Do you have a backup of your Mac (with a Seahawk fan for a brother you should have)

Reply

Answer 2

Paul_31

Level 6

14,160 points

Mar 23, 2014 2:52 AM in response to Harford3

Sounds like you may have some malware hijacked your browser. Download and run the free EtreCheck and post he report here - it may reveal the culprit:

http://www.etresoft.com/etrecheck

BTW, Norton is an app to be avoided at all costs going by reports on here. Hopefully you've removed it using their uninstaller.

Reply

Answer 3

thomas_r.

Level 7

31,989 points

Mar 23, 2014 3:53 AM in response to Harford3

Your brother probably installed adware on your computer. This is often a consequence of downloading things from torrents... or worse. Don't do that anymore.

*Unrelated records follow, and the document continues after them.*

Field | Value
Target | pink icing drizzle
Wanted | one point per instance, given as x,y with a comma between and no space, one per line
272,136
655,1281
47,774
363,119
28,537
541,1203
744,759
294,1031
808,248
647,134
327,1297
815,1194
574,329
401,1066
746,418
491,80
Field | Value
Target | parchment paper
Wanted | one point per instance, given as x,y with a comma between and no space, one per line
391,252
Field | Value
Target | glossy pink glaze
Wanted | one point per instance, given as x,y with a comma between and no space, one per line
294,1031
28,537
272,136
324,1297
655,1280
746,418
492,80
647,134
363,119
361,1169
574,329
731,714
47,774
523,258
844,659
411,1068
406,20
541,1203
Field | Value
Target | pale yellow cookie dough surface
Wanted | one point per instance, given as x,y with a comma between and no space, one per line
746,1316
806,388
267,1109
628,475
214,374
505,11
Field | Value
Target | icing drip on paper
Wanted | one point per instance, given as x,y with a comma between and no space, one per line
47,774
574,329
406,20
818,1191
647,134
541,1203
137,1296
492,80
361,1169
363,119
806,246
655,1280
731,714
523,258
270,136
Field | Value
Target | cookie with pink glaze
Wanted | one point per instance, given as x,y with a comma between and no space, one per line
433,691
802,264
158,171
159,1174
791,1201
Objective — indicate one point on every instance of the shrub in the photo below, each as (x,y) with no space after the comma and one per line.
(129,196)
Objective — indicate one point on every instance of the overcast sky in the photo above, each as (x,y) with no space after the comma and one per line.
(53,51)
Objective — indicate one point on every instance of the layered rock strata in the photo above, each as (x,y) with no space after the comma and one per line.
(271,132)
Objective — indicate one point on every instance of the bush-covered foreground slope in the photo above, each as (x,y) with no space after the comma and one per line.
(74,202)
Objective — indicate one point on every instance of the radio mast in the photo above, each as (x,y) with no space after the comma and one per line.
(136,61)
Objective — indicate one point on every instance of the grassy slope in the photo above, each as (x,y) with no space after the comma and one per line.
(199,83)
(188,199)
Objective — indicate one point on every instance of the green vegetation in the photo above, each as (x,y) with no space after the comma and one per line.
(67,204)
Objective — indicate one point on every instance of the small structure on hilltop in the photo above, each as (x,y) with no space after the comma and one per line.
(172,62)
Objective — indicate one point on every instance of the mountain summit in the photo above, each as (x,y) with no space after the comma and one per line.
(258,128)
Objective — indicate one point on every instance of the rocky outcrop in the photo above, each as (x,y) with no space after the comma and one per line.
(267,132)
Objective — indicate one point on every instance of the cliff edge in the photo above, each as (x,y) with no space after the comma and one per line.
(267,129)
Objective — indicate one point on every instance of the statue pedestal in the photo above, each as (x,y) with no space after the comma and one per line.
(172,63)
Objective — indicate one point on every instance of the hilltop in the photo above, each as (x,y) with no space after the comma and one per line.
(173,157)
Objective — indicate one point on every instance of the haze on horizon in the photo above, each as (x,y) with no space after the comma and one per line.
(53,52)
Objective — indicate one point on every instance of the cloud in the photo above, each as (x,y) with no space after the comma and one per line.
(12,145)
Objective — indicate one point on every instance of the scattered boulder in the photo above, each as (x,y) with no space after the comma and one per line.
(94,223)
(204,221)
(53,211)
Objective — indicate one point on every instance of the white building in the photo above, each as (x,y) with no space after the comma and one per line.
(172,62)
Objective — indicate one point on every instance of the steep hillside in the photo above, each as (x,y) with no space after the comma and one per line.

To remove it, see my Adware Removal Guide. My guess, based on the fact that this appeared after downloading from a torrent, would be that you have DownLite, but it could be something else as well. Even if you find that DownLite is installed, and successfully remove it, I'd still recommend going through the entire guide. In my experience, people who have one adware program installed fairly frequently have more than one.

Reply

Answer 4

thomas_r.

Level 7

31,989 points

Mar 23, 2014 3:55 AM in response to thomas_r.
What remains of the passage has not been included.